Именно это Шэрон и делала со своими расходами: пропускала обеды, чтобы свести концы с концами, потела без кондиционера летом в Калифорнии, чтобы позволить себе кремацию. Выбирая между ее похоронами и едой, когда концы не могли растянуться достаточно далеко. Она не хотела быть обузой. Она не хотела никому ничего стоить, сказала она мне однажды прохладным днем в своем любимом парке, несмотря на мои заверения в обратном. Шэрон была бережливой и заботливой до последнего вздоха, но ей не следовало быть такой.

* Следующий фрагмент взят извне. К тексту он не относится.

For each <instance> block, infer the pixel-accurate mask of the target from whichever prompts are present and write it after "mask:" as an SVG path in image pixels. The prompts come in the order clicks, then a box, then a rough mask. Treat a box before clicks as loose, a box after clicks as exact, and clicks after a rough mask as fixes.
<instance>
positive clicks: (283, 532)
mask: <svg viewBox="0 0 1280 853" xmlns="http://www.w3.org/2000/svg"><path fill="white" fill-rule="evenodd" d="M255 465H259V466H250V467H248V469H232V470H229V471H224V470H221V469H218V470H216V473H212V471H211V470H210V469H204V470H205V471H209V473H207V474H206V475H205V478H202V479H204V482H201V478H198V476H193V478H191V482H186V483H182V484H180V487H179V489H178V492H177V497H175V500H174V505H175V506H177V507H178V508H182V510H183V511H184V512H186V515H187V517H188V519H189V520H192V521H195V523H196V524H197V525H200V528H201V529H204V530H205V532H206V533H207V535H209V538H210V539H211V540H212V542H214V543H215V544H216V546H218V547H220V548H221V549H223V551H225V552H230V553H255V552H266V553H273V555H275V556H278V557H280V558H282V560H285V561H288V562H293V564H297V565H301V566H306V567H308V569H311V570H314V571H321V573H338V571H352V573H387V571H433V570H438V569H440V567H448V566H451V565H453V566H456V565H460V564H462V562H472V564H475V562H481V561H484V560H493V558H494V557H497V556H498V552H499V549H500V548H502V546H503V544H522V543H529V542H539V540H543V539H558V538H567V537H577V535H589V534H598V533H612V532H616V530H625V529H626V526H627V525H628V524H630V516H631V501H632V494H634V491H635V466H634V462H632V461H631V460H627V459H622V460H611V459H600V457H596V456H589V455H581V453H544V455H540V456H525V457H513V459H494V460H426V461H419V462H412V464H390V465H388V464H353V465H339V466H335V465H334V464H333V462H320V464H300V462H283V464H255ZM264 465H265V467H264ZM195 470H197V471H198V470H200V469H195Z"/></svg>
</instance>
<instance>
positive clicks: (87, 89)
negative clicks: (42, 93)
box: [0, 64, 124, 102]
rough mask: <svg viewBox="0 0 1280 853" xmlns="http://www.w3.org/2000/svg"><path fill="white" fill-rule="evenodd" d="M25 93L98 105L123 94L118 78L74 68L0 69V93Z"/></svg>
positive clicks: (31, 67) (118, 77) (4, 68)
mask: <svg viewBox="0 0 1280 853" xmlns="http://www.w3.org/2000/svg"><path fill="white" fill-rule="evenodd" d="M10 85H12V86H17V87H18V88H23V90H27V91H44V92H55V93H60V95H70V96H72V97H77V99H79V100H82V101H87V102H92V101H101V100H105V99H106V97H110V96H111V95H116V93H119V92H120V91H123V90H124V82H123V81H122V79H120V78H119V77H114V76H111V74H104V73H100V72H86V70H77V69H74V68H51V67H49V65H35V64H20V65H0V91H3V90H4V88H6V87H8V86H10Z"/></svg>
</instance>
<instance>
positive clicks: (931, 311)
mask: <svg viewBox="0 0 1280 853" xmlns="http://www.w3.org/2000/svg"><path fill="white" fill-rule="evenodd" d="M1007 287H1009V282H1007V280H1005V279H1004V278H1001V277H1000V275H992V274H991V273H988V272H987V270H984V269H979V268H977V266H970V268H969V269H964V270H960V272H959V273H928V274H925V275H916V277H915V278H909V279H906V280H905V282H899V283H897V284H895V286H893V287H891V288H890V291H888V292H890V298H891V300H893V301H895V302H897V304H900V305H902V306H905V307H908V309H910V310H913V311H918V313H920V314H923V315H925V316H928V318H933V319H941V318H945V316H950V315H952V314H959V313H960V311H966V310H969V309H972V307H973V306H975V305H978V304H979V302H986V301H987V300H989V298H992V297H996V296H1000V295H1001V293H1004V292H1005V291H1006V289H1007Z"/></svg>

Мы обслуживали ее в том парке; не в том, где она раньше жила, а в том, с озером, где утки прогоняют свои заботы и крадут хлеб у ничего не подозревающих малышей, которые ковыляют слишком близко к воде. Мы читали ее любимое стихотворение Ральфа Уолдо Эмерсона, откусывая ее любимое печенье «Хит». Она любила птиц, травяной уголок, смелых белок, резвящихся, когда они хватали объедки, прежде чем убежать. Однажды она сказала мне, что сидела и смотрела на них в те дни, когда чувствовала себя безнадежно. Это помогло ей почувствовать, что здесь есть место для дыхания.

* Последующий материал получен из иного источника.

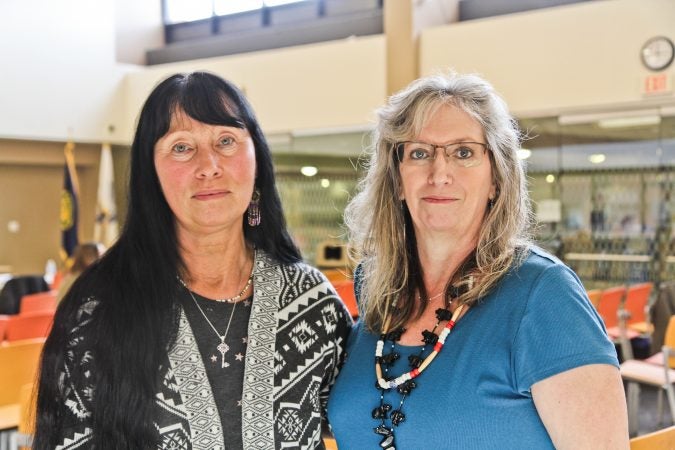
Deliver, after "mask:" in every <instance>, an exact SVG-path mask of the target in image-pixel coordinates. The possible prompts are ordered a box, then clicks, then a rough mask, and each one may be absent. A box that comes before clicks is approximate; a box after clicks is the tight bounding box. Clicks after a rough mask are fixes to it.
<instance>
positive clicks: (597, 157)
mask: <svg viewBox="0 0 675 450" xmlns="http://www.w3.org/2000/svg"><path fill="white" fill-rule="evenodd" d="M605 159H607V157H606V156H605V154H604V153H594V154H592V155H589V156H588V160H589V161H590V162H592V163H593V164H600V163H603V162H605Z"/></svg>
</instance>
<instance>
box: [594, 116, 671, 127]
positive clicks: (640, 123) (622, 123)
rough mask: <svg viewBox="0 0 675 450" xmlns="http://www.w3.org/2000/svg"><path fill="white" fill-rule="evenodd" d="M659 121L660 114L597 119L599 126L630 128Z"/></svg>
mask: <svg viewBox="0 0 675 450" xmlns="http://www.w3.org/2000/svg"><path fill="white" fill-rule="evenodd" d="M660 123H661V117H660V116H637V117H617V118H615V119H602V120H598V126H599V127H600V128H632V127H647V126H651V125H658V124H660Z"/></svg>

Прошло больше года с тех пор, как мы сбросили Шэрон в воду. В некоторые дни меня все еще преследуют призраки, когда я посещаю парк. Я думаю о том, как она принесла так много жизни в мир в качестве детской медсестры, а позже, в парке с нашими друзьями, которые в настоящее время не находятся дома. Я думаю о том, как она заслуживала лучшего, как даже пара сотен лишних долларов каждый месяц давали бы ей свободу не принимать ужасных решений, достойных апокалиптического романа (еда или похороны). Я думаю о том, как это позволило бы ей выдохнуть после того, как она так долго задерживала дыхание. Я думаю о том, сколько еще Шаронов живет в парке, и чувствую себя безнадежно.

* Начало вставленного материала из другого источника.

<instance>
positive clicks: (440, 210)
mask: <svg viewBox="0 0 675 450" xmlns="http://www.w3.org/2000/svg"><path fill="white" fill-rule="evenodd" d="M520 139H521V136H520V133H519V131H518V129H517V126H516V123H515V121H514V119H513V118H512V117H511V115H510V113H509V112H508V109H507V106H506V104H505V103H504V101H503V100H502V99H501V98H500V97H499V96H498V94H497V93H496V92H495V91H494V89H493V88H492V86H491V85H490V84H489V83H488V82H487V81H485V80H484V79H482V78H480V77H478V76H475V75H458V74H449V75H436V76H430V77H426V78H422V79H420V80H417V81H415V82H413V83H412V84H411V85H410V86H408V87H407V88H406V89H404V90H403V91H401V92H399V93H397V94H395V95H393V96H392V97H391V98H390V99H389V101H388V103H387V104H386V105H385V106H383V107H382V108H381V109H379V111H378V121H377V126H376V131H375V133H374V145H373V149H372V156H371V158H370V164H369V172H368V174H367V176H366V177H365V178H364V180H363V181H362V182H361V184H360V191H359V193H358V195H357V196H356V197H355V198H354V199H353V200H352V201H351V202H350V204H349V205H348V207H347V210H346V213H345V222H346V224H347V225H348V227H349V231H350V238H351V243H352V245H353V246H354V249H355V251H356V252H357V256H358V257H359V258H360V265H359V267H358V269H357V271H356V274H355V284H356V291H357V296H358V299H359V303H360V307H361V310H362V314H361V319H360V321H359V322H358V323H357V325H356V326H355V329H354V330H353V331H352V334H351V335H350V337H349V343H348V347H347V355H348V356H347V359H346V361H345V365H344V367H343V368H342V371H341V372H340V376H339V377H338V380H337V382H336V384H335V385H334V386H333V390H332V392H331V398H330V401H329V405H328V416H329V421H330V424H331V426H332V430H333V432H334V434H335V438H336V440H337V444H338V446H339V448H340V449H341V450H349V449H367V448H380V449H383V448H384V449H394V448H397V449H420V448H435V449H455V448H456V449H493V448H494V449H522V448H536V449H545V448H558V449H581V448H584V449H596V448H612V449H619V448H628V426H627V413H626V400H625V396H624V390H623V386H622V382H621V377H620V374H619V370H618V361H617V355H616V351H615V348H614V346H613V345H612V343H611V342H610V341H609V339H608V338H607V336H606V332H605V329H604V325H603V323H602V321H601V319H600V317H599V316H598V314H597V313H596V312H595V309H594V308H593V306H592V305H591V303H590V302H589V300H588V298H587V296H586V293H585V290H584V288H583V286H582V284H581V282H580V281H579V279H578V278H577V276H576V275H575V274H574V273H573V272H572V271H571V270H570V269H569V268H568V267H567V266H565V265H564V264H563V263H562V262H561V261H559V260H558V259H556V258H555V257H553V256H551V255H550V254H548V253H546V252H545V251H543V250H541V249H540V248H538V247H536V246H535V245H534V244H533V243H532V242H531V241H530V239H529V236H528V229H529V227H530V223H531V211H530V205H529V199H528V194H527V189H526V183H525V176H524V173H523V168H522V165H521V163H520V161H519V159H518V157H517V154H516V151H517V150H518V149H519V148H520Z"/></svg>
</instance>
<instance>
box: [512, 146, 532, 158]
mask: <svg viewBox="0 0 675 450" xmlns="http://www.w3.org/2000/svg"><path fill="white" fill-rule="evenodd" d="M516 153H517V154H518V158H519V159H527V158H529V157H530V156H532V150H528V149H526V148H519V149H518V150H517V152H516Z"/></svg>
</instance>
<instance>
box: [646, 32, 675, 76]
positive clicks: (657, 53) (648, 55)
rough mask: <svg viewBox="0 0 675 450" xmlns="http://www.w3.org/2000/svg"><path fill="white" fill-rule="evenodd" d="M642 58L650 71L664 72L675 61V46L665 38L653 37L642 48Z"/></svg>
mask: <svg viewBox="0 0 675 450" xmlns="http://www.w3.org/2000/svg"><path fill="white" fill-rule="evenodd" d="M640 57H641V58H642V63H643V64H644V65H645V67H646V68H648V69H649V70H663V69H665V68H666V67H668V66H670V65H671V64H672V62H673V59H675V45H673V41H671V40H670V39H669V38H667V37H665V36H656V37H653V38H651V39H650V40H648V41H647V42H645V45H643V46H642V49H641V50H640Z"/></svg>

А потом я мельком замечаю утку, которая кричит и шаркает, и вспоминаю, как Шэрон здесь понравилось. И только на мгновение я чувствую, что могу дышать.

Автор: Эми Кенни — ученый-инвалид и преподаватель Шекспира, которая ненавидит Гамлета. Кенни входит в Целевую группу мэра по вопросам разнообразия, равенства и интеграции в Калифорнии, координирует поддержку людей, живущих по соседству с бездомными, и в настоящее время является соучредителем Jubilee Homes OC, всеобъемлющей инициативы по поддержке жилищного строительства в ее местном сообществе. Ее предстоящая книга «Мое тело-это не молитвенная просьба: правосудие по делам инвалидов в Церкви» дебютирует с Бразосом летом 2022 года.

Источник: audacity.substack.com

Авторизация
*
*
Регистрация
*
*
*
Пароль не введен
*
Генерация пароля

Наш сайт использует файлы cookies, чтобы улучшить работу и повысить эффективность сайта. Продолжая работу с сайтом, вы соглашаетесь с использованием нами cookies и политикой конфиденциальности.